Tuesday, September 06, 2005

Blaming Bureaucracy

Bush's latest Katrina tactic--announcing that he will lead the investigation into "what went right and what went wrong"--is infuriating on so many levels that it will take more than our humble blog to dissect it thoroughly. I just want to focus on one small aspect of the president's obfuscating statement today--his bold declaration that "Bureaucracy is not going to stand in the way of getting the job done for the people."

As noted on The American Prospect's website by Sam Rosenfeld, attacking "bureaucracy" is of course a standard rhetorical ploy of contemporary conservativism. However, it takes enormous chutzpah (or in Bush's case, cojones) for this ploy to be used by an incumbent president who has been running the government for the past five years and in fact personally called for and oversaw a massive reorganization of the specific bureaucracy in question. If there's some terrible dysfunction in the FEMA or Homeland Security bureaucracy, whose fault is that exactly?

A true conservative would respond that I am missing the point. Conservatives don't hate specific bureaucracies that are dysfunctional. They hate capital-B Bureaucracy itself, no matter what form it takes or what cause it supposedly serves, because it is inherently ineffectual, wasteful, and counter-productive. Therefore, there's no point in criticizing Bush's dumb-ass management of the bureacracy because bureaucracy is inherently evil.

I could quibble with this--for example, by pointing out that conservatives don't spend a lot of time attacking such massive bureaucracies as the Pentagon. In fact, anyone who criticizes the military immediately gets slimed by the foot soldiers of conservatism. So conservatives apparently consider some bureaucracies less evil than others, on grounds that aren't immediately obvious. But let's not quibble. Instead, let's look at the basic premise of their argument--the inherent evil of Bureaucracy itself.

The obvious question is, What are we talking about? What is bureaucracy? Answer: Any large organization designed to administer complex operations of some sort, using defined procedures, lines of communication, system for information-sharing, and other pre-arranged protocols.

As noted, the Pentagon is a bureaucracy. So is FEMA. And so are General Motors, Microsoft, the University of Chicago, and the Roman Catholic Church. Even the Cato Institute, I imagine, must have some sort of bureaucracy--I bet there's a human resources department, an I.T. manager, and some vice president or other in charge of getting the floors mopped and ordering cartons of yellow legal pads. (Don't give me that stuff about "flat organizations" that are "non-hierarchical" and "bureaucracy-free." Any organization that gets to be bigger than a couple of hundred people develops a bureaucracy, or else it stops working.

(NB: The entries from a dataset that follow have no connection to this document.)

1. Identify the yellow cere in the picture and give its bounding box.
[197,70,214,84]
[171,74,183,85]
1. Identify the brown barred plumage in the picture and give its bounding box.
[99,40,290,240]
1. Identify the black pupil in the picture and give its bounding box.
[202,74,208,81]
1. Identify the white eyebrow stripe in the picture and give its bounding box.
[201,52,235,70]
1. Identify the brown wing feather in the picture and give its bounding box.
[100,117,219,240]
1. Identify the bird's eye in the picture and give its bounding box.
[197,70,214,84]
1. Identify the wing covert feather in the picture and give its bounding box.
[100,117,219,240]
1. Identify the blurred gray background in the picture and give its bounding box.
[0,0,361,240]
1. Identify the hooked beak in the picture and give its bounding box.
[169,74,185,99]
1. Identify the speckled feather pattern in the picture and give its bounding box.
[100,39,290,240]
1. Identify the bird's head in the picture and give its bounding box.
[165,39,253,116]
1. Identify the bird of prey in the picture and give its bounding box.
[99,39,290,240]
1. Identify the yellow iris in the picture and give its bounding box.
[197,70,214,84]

That's the nature of reality.)

So being "against bureaucracy" is really devoid of meaning in today's world. You might as well be "against electricity" or "against printing"--that's how pervasive bureaucracy is. And we'd all have to agree that some bureaucracies do things we like, while others do things we hate. (We'd just disagree about which bureaucracies fall into which category.)

So bureaucracies are inescapable. And far from being inherently evil, they are involved in almost all activities in contemporary society, both good and bad. The only real question is, do you believe it's possible to make a bureaucratic organization run effectively, or not?

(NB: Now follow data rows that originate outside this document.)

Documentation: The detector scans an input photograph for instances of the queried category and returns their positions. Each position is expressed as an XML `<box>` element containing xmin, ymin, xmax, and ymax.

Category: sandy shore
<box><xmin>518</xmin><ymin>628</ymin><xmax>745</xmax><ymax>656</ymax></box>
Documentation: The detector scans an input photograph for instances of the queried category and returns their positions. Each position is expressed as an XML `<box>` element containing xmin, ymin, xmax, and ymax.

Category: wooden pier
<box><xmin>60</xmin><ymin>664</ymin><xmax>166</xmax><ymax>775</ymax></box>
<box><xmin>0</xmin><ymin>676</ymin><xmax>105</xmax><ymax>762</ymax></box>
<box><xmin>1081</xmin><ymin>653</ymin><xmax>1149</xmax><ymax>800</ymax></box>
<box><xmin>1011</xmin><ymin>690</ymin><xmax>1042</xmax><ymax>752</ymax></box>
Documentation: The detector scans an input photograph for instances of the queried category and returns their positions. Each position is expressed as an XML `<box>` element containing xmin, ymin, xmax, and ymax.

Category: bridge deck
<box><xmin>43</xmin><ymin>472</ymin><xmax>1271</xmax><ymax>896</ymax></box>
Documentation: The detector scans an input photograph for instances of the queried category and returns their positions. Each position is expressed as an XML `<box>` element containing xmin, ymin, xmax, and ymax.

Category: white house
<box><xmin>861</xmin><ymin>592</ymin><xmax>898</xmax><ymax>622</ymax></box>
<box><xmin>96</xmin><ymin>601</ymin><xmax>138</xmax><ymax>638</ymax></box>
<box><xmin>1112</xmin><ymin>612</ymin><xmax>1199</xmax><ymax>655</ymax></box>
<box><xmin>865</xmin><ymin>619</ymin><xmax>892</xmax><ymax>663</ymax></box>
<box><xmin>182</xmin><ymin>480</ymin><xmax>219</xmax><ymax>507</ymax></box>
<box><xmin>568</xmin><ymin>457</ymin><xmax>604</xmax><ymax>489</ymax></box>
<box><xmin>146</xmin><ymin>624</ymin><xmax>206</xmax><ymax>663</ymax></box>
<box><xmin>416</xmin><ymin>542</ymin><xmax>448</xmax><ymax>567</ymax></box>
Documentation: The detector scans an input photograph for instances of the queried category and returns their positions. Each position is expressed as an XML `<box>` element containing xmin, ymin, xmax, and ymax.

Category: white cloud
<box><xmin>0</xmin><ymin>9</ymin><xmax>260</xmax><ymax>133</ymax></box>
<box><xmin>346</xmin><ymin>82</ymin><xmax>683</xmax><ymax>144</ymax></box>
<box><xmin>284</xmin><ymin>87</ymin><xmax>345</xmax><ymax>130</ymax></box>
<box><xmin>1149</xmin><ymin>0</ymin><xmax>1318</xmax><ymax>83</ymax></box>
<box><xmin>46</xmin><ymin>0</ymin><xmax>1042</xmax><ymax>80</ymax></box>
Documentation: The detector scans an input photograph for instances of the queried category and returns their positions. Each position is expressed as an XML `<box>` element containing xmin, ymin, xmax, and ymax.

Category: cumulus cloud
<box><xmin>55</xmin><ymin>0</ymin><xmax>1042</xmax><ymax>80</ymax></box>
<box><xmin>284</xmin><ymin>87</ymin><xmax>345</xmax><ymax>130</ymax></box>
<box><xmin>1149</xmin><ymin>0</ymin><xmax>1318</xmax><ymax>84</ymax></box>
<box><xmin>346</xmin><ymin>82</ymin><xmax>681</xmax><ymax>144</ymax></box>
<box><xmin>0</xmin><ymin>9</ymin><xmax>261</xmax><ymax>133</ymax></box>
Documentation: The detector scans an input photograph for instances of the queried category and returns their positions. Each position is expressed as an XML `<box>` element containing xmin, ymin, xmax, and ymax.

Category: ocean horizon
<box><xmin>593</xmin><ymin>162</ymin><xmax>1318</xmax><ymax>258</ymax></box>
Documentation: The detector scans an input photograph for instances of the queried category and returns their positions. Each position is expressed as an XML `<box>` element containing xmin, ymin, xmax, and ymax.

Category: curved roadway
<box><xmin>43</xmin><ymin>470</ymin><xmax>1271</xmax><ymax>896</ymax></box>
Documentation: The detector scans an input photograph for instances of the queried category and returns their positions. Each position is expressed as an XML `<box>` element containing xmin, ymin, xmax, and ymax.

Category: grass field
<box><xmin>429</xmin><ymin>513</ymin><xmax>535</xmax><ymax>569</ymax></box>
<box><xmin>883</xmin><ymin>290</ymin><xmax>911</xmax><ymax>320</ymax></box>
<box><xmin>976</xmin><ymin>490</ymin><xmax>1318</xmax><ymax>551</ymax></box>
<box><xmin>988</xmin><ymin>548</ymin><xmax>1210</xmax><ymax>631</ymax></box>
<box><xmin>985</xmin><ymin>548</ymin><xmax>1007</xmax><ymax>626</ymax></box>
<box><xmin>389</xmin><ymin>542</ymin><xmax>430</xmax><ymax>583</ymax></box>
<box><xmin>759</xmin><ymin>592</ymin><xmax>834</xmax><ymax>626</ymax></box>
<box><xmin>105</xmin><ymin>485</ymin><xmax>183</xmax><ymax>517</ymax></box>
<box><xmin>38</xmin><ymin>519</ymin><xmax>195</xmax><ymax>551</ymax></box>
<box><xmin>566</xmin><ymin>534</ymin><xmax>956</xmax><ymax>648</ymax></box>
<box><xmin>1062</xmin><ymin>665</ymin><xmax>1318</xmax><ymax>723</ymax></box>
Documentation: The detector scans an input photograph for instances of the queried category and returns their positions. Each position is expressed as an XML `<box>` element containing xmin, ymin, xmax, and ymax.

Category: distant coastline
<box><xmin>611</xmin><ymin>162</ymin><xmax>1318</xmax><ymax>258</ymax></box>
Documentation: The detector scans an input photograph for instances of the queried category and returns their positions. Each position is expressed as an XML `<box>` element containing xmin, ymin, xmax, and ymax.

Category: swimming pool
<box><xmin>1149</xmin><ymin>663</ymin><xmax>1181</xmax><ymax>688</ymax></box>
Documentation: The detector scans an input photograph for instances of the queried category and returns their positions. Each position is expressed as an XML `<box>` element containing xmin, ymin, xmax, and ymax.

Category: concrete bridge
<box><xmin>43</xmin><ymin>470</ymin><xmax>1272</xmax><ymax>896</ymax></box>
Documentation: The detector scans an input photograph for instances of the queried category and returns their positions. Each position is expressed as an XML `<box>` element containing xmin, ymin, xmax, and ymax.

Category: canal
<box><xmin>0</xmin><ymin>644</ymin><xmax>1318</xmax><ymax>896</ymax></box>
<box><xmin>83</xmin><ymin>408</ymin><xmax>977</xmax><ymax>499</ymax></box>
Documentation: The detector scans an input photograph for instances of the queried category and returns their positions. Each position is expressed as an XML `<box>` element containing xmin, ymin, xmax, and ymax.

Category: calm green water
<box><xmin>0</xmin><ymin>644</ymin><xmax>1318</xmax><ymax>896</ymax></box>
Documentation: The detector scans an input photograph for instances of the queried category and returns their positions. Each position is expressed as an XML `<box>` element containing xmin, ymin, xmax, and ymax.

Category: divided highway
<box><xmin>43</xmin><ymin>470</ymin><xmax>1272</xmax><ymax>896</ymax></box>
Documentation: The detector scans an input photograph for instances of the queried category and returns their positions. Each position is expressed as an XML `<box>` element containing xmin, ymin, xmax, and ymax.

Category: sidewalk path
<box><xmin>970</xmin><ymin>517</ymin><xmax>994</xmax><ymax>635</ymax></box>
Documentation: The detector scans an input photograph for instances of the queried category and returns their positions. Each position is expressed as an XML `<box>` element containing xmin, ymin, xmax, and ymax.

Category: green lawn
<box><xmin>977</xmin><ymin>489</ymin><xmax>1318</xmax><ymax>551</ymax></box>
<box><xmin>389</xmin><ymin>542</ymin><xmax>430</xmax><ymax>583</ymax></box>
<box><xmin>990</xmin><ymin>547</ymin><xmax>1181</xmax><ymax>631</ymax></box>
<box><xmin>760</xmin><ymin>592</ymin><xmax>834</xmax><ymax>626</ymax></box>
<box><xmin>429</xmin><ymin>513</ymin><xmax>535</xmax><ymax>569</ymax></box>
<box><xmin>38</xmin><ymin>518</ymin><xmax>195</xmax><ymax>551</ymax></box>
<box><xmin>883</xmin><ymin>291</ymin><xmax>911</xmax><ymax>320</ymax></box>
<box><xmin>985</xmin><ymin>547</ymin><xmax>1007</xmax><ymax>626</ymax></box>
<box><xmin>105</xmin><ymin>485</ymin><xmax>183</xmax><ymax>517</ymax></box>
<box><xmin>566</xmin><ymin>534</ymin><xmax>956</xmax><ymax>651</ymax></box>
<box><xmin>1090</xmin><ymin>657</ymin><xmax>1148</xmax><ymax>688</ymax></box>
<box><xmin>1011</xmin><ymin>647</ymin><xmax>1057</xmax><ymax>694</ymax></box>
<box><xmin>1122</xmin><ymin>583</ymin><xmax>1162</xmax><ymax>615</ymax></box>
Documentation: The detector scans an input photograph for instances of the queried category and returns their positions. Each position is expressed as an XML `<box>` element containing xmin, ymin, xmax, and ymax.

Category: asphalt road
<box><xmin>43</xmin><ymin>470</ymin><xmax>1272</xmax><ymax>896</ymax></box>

Some people claim to believe it's not possible. If they are sincere, they avoid large organizations altogether. They live in communes in the woods, home-school their children, and raise their own food (since they naturally mistrust the goods produced by the vast bureaucracies that constitute modern "agri-business").

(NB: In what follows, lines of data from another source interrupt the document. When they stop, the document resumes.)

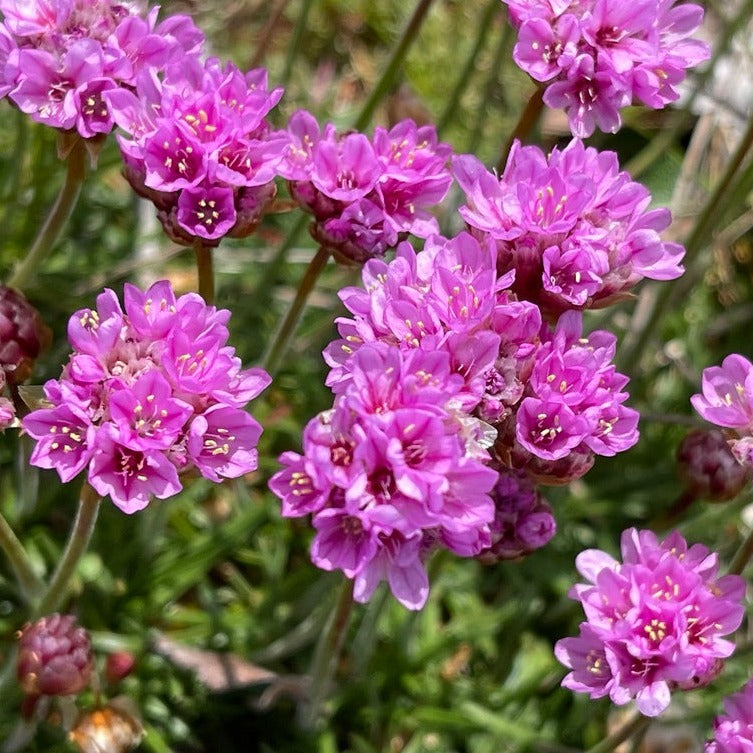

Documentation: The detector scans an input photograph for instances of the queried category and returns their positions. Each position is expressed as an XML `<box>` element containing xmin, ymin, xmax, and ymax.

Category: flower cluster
<box><xmin>705</xmin><ymin>680</ymin><xmax>753</xmax><ymax>753</ymax></box>
<box><xmin>0</xmin><ymin>0</ymin><xmax>204</xmax><ymax>138</ymax></box>
<box><xmin>691</xmin><ymin>353</ymin><xmax>753</xmax><ymax>468</ymax></box>
<box><xmin>271</xmin><ymin>233</ymin><xmax>638</xmax><ymax>607</ymax></box>
<box><xmin>478</xmin><ymin>465</ymin><xmax>557</xmax><ymax>565</ymax></box>
<box><xmin>555</xmin><ymin>528</ymin><xmax>745</xmax><ymax>716</ymax></box>
<box><xmin>453</xmin><ymin>139</ymin><xmax>684</xmax><ymax>315</ymax></box>
<box><xmin>108</xmin><ymin>57</ymin><xmax>286</xmax><ymax>245</ymax></box>
<box><xmin>278</xmin><ymin>110</ymin><xmax>452</xmax><ymax>262</ymax></box>
<box><xmin>502</xmin><ymin>0</ymin><xmax>709</xmax><ymax>138</ymax></box>
<box><xmin>325</xmin><ymin>233</ymin><xmax>638</xmax><ymax>483</ymax></box>
<box><xmin>270</xmin><ymin>342</ymin><xmax>496</xmax><ymax>609</ymax></box>
<box><xmin>23</xmin><ymin>281</ymin><xmax>270</xmax><ymax>513</ymax></box>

However, most of those who claim a principled antipathy to bureaucracy are not sincere. Their insincerity is exposed by their readiness to participate in large organizations (businesses, universities, private companies, think tanks) when it suits their purposes. In some cases they even develop notable talents for navigating through and manipulating bureaucracies.

These people reserve their anti-bureaucratic rhetoric for times when it's politically useful to them. For example, when they want to break rules for their own benefit, they like to claim they are expressing the "revolutionary" zeal of those who hate the stifling effects of bureaucracies. Or, as George W. Bush did today, they use anti-bureaucratic language when they want to disavow responsibility for the fuck-ups of the bureaucracy they are supposed to run. "Hey, I'm a free spirit!" is the message. "You didn't expect me to burden my mind with all that bureaucratic detail, did you? But if you want, I can go into the bureaucracy and kick some butt. That's my thing--kicking butt. So much more fun than working on org charts or communications systems or evacuation plans."

Unfortunately, this is the kind of person we've chosen to elect as president.

As for me, I'd rather entrust my government to someone who believes it is possible to make a bureaucracy work. It's true that people like this sometimes come across as wonkish, stiff, boring--kinda like Al Gore or John Kerry. But when the levee breaks and hundreds of thousands of people want an emergency plan that makes sense and will save lives, I find it comforting to know that someone who believes in that stuff and cares about it is in charge.